VuFind Midwest gathering – Robot Librarian

A couple weeks ago, representatives from UMich (that’d be me), Purdue, Notre Dame, UChicago, and our hosts at Western Michigan got together in lovely Kalamazoo to talk about our VuFind implementations.

Eric Lease Morgan already wrote up his notes about the meeting, and I encourage you to go there for more info, but I’ll add my two cents here.

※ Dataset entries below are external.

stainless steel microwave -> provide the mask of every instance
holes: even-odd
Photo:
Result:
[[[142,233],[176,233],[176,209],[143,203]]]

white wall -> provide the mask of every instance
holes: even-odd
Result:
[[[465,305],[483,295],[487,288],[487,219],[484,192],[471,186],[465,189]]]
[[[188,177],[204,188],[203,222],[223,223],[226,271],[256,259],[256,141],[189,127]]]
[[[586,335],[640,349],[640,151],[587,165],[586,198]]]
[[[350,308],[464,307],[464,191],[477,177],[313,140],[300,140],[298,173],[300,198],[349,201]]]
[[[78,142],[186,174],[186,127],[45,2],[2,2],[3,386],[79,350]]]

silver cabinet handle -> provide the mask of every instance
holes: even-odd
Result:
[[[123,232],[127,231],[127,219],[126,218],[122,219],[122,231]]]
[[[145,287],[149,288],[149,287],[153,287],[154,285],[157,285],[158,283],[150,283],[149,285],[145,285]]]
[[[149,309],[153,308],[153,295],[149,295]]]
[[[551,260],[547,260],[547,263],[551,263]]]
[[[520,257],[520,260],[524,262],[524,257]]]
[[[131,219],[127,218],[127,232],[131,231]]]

So, in light of that meeting, here’s what I’m thinking about VuFind of late:

None of us are running VuFuind 1.0 as released with full catalog data. Eric has a special purpose portal running the current code over an aggregated special collection and hasn’t done much to the underlying PHP. The rest of us were running heavily modified versions of RC1. An issue we had in common was that the changes from RC1 to RC2 to 1.0 release were so significant, including some complete architectual change (some based on the stuff I’ve done with mirlyn) that the effort required to get up with 1.0 would be no less significant than the effort to switch wholesale to something else (e.g., Blacklight).
A point that I made that was echoed by others is that we need to remember that these new discovery systems are all just thin wrappers over Solr. They basically have two jobs: to get a query and format it in a way that Solr can handle, and then to take the Solr results and display them. There’s some sugar on top of that (exporting, tagging, etc) but that’s really it. The heavy lifting is all done by your indexer (Solrmarc for most, although watch this space for my announcement of my JRuby-based stuff today) and Solr itself. It’s not a hard problem, although it is occasionally a messy one.
VuFind has, in my mind, fundamental architectural issues mostly based on the inability to easily separate local code from core code. A re-architecture to base everything on subclasses of the core code would help, but at some point you start to run up against fundamental limitations of PHP and Smarty to do things cleanly. Without the ability to update core code and know it won’t affect your local code, there’s no good way to keep on track with the trunk of the code and do upgrades; for the same reason, it’s almost impossible to send changes back to trunk.
Coupled tightly to the architectural issues is the lack of tests. The code is potentially very brittle; there’s no good way to know if you’re breaking anything until you notice it’s broken. It’s not at all clear how to write good tests for the code, because there’s a lot of inter-dependencies.
The second big problem is one of community; to wit, there isn’t much of one. There are some active players, and there’s what seems like a great conference going on right now, so this may change. But — especially because of the technical difficulties in contributing local changes back –VuFind could use a benevolent dictator, someone who has organizing and administrating VuFind be a part of his/her job. The last bit is important.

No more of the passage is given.